Doctor of Education (EdD)


Executive Leadership

First Supervisor

Jeannine Dingus-Eason

Second Supervisor

Chris Henry Hinesley


The United States is becoming more racially diverse. In spite of this increasing diversity, many American schools still remain segregated. Far too many young people are receiving an education without learning the critical skills needed to live, work, and lead in a complex, diverse, and stratified society. Graduating students who know how to positively interact with people from different racial and ethnic backgrounds are essential to American democracy. This qualitative phenomenological study investigated how independent school alumni (ISA) described the schooling experiences that facilitated their understanding of race and ethnicity. Intergroup dialogue provided a theoretical lens through which to examine ISA schooling experiences that led to racial and ethnic understanding.

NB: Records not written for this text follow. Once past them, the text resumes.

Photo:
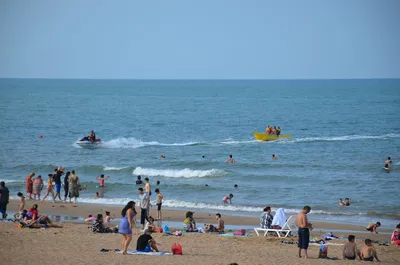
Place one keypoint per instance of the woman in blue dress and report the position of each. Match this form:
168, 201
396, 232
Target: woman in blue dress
125, 227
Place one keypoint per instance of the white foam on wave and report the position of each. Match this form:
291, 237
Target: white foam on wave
342, 138
178, 173
12, 181
114, 168
136, 143
235, 142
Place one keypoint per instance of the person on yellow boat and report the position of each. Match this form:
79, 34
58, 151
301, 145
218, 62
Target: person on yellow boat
268, 130
278, 131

This study employed four data gathering techniques: (a) demographic profile sheets, (b) semi-structured interviews, (c) field notes, and, (d) document collection. Data were analyzed using multiple rounds of coding to identify emerging themes. The findings reveal that school social environments facilitate racial and ethnic understanding; racial awareness occurs both inside and outside the classroom through formal instruction and extracurricular activities and programs; racialized activities and spaces lead to the development of personal connections with people from different backgrounds; privilege and power highlight a social divide that intersects race and socioeconomic class; and different levels of readiness to interact with diverse people is indicated in post-secondary settings. Implications for school teachers and leaders as well as for future research are addressed.